Speed of Antarctic erosion doubles

Sea levels are rising by 0.43mm as Antarctica loses 160 billion tonnes of ice every year.

Speed of Antarctic erosion doubles

World Bulletin / News Desk

The radar of Europe's Cryosat spacecraft has noted that Antarctica is now losing twice as much as annually as it was when it was last surveyed.

Scientist told the Geophysical Research Letters journal that this rate recorded between the years 2010 and 2013 may push sea levels up by around 0.43mm per year, with the ice sheet eroding at 2cm.

This means that the White Continent is losing around 160 billion tonnes of ice all together, most of which has melted away from the western ice sheet, which is considered the most vulnerable.

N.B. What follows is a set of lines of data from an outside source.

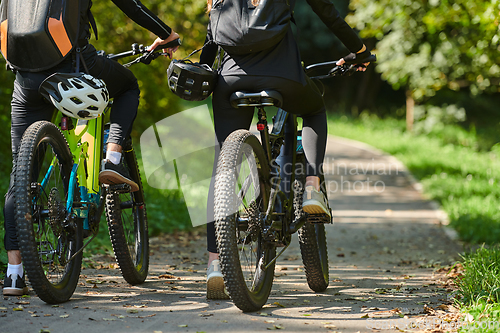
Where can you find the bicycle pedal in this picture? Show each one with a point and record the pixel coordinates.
(120, 188)
(319, 218)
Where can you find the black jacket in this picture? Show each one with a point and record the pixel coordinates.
(135, 10)
(282, 60)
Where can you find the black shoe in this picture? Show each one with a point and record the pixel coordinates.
(13, 285)
(113, 174)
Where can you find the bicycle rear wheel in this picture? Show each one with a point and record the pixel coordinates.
(128, 226)
(47, 238)
(241, 198)
(312, 240)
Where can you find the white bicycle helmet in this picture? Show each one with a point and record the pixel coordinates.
(77, 95)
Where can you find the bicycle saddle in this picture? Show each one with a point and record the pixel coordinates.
(264, 98)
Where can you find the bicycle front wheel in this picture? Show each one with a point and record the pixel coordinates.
(49, 236)
(128, 226)
(241, 199)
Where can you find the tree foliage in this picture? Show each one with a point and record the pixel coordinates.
(426, 45)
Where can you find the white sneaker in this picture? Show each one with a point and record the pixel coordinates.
(314, 202)
(215, 282)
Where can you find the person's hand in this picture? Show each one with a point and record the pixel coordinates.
(158, 41)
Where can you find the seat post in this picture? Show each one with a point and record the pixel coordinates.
(263, 128)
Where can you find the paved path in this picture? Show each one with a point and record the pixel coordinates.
(384, 251)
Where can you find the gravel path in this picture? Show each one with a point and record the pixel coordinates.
(386, 251)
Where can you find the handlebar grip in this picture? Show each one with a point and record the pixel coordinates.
(353, 59)
(174, 43)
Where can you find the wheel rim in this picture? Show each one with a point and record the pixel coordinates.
(250, 208)
(49, 184)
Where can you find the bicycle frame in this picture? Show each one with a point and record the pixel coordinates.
(280, 147)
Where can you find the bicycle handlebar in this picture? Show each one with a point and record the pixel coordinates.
(147, 56)
(334, 70)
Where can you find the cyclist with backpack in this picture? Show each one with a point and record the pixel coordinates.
(34, 58)
(264, 55)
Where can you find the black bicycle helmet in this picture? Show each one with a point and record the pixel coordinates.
(191, 81)
(77, 95)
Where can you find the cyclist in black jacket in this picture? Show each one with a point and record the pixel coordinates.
(277, 68)
(28, 107)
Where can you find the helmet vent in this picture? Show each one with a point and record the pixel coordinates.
(76, 100)
(77, 85)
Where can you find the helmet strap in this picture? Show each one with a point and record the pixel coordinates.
(79, 57)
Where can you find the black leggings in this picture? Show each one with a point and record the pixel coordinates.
(305, 101)
(28, 106)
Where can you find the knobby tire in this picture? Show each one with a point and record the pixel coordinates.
(247, 283)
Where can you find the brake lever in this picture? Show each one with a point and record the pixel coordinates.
(150, 56)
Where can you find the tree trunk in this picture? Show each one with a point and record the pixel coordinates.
(410, 106)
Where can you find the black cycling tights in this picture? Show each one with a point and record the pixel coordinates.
(28, 107)
(305, 101)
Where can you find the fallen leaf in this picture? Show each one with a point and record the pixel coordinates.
(276, 327)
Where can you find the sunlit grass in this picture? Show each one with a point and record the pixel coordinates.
(453, 172)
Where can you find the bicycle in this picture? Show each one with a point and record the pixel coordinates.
(258, 200)
(59, 201)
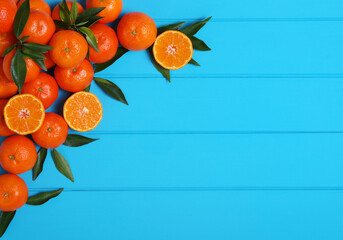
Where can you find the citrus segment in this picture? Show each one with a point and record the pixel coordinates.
(82, 111)
(24, 114)
(173, 50)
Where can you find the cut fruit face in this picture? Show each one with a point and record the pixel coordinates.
(82, 111)
(173, 50)
(24, 114)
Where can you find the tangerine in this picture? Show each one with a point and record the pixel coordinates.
(13, 192)
(44, 87)
(24, 114)
(112, 9)
(75, 79)
(39, 27)
(32, 68)
(70, 48)
(107, 43)
(53, 132)
(18, 154)
(136, 31)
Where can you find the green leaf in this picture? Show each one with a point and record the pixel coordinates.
(75, 140)
(41, 64)
(28, 53)
(43, 197)
(193, 62)
(111, 89)
(62, 165)
(18, 69)
(199, 44)
(90, 37)
(88, 13)
(195, 27)
(38, 47)
(73, 11)
(21, 18)
(120, 52)
(175, 26)
(163, 71)
(62, 25)
(9, 49)
(64, 15)
(89, 22)
(87, 89)
(5, 220)
(38, 168)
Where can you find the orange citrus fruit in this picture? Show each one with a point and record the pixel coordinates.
(39, 27)
(48, 61)
(53, 132)
(6, 40)
(136, 31)
(75, 79)
(13, 192)
(82, 111)
(70, 48)
(7, 87)
(4, 130)
(8, 11)
(111, 11)
(173, 50)
(44, 87)
(32, 68)
(56, 11)
(40, 5)
(18, 154)
(107, 43)
(24, 114)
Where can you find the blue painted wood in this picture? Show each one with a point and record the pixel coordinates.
(292, 48)
(222, 105)
(205, 160)
(175, 164)
(242, 215)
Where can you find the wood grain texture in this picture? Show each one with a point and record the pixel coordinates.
(248, 146)
(242, 215)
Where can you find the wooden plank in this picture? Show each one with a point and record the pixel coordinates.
(293, 48)
(192, 161)
(222, 105)
(235, 9)
(267, 215)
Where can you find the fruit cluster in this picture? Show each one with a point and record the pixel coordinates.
(44, 51)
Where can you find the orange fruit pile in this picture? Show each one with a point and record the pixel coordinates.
(71, 53)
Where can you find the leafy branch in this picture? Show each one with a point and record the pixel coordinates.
(39, 199)
(190, 31)
(79, 23)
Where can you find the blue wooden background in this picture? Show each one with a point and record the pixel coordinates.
(248, 146)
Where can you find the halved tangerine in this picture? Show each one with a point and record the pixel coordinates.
(173, 50)
(24, 114)
(82, 111)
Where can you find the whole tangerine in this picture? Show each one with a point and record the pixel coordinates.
(69, 48)
(53, 132)
(44, 87)
(107, 43)
(13, 192)
(75, 79)
(18, 154)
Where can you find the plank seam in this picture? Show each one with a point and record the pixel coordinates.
(115, 76)
(210, 132)
(180, 189)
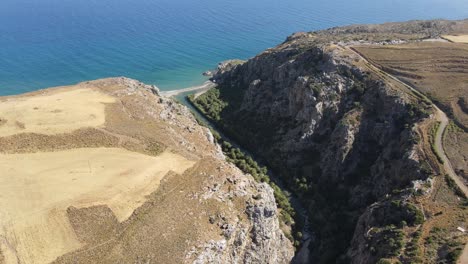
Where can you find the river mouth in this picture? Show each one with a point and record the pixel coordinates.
(301, 218)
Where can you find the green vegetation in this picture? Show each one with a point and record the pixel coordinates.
(432, 137)
(452, 185)
(209, 104)
(260, 174)
(406, 212)
(247, 164)
(451, 247)
(412, 250)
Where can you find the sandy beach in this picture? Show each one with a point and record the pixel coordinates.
(204, 87)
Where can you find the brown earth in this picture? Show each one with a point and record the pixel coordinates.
(439, 70)
(106, 172)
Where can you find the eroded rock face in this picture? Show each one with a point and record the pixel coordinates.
(324, 121)
(258, 241)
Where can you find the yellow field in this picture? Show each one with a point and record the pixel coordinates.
(54, 113)
(37, 188)
(457, 38)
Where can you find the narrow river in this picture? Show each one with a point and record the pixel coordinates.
(302, 216)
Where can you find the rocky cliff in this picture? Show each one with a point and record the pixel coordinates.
(127, 177)
(342, 136)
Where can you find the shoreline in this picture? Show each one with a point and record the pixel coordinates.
(201, 88)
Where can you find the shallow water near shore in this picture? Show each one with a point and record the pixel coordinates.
(168, 43)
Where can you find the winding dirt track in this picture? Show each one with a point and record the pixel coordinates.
(444, 121)
(440, 116)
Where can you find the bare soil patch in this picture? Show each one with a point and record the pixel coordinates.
(57, 112)
(457, 38)
(439, 70)
(34, 198)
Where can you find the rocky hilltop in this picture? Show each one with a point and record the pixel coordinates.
(108, 171)
(352, 141)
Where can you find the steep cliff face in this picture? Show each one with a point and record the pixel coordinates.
(341, 135)
(148, 184)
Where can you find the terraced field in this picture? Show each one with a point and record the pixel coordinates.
(439, 70)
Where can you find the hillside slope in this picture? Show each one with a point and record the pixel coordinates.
(110, 172)
(355, 144)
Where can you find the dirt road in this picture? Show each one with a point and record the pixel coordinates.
(440, 116)
(204, 87)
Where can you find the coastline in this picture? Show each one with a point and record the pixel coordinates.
(201, 88)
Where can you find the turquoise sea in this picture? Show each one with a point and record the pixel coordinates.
(45, 43)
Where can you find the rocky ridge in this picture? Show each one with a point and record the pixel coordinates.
(339, 134)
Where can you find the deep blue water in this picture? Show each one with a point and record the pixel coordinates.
(45, 43)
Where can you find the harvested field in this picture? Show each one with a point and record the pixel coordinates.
(34, 198)
(457, 38)
(78, 161)
(58, 112)
(440, 70)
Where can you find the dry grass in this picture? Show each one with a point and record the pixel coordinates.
(57, 112)
(440, 70)
(78, 161)
(457, 38)
(34, 213)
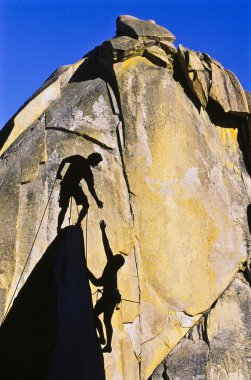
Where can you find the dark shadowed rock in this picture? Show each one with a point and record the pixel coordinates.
(135, 28)
(49, 332)
(123, 47)
(196, 74)
(157, 56)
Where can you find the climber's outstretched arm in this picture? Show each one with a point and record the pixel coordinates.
(94, 280)
(106, 244)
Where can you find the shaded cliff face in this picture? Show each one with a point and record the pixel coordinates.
(172, 129)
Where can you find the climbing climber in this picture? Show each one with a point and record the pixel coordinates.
(110, 296)
(79, 168)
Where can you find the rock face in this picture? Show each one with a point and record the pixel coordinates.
(49, 332)
(173, 130)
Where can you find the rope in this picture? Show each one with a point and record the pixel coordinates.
(70, 211)
(86, 226)
(123, 299)
(28, 255)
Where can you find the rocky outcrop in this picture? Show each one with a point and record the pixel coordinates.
(219, 346)
(49, 332)
(172, 129)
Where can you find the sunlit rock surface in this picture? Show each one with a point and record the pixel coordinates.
(174, 180)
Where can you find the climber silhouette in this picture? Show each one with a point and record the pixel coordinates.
(110, 296)
(79, 168)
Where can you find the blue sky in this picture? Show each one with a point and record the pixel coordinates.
(37, 36)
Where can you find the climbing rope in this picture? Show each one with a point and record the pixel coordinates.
(70, 211)
(86, 228)
(26, 262)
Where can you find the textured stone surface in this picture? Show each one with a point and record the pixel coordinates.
(197, 76)
(121, 48)
(173, 181)
(208, 78)
(227, 91)
(220, 346)
(134, 27)
(158, 56)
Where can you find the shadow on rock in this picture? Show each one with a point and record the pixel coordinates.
(49, 332)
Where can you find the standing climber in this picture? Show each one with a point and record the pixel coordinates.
(79, 168)
(110, 296)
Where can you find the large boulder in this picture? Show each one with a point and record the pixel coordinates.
(174, 181)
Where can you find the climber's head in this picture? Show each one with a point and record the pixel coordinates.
(94, 159)
(118, 261)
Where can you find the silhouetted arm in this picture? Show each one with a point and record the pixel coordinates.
(94, 280)
(92, 190)
(62, 164)
(106, 244)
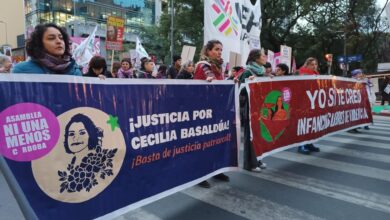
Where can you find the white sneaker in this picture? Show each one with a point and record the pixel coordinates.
(262, 165)
(256, 170)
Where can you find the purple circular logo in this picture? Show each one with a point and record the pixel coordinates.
(28, 131)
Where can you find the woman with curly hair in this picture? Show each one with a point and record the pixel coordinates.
(98, 68)
(49, 50)
(210, 65)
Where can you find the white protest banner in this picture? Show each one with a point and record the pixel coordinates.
(187, 53)
(285, 55)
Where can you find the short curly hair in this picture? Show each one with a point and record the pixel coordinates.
(34, 45)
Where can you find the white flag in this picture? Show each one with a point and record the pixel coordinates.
(84, 52)
(140, 49)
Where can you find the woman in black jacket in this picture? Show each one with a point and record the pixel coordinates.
(98, 68)
(186, 71)
(385, 92)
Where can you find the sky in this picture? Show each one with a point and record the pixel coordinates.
(380, 3)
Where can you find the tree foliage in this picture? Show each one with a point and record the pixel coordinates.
(311, 27)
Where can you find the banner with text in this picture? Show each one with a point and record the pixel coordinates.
(81, 148)
(289, 111)
(115, 33)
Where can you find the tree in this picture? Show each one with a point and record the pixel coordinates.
(311, 27)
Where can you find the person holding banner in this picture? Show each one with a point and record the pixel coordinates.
(126, 70)
(209, 68)
(385, 90)
(309, 68)
(210, 65)
(282, 70)
(255, 65)
(49, 49)
(255, 68)
(146, 70)
(174, 69)
(5, 64)
(98, 68)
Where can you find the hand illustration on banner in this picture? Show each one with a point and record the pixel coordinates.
(81, 135)
(86, 159)
(275, 115)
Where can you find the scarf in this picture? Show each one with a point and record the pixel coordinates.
(57, 65)
(256, 69)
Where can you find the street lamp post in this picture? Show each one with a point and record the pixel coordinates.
(172, 41)
(345, 55)
(6, 31)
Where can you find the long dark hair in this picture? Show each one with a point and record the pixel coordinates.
(95, 133)
(34, 45)
(253, 56)
(97, 62)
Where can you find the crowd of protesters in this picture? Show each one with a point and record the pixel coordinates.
(49, 52)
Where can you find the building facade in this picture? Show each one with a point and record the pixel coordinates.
(11, 23)
(79, 15)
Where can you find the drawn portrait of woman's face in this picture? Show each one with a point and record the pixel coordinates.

Six huge glaciers in the Amundsen Sea Embayment are said to be undergoing rapid erosion, which accounts for 90% of the mass loss from the West Antarctic Ice Sheet, with the Smith Glacier lowering by 9m per year.

"CryoSat has given us a new understanding of how Antarctica has changed over the last three years and allowed us to survey almost the entire continent," explained lead author Dr Malcolm McMillan from the NERC Centre for Polar Observation and Modelling at Leeds University told the BBC.

"We find that ice losses continue to be most pronounced in West Antarctica, along the fast-flowing ice streams that drain into the Amundsen Sea. In East Antarctica, the ice sheet remained roughly in balance, with no net loss or gain over the three-year period," he said.

"The peninsula is extremely rugged and previous satellite altimeters have always struggled to see its narrow glaciers. With Cryosat, we get remarkable coverage - better than anything that's been achieved before," added Prof Andy Shepherd, also of Leeds University.

At this rate, should the six glaciers totally melt, the sea level is set to rise by 1.2 meters globally.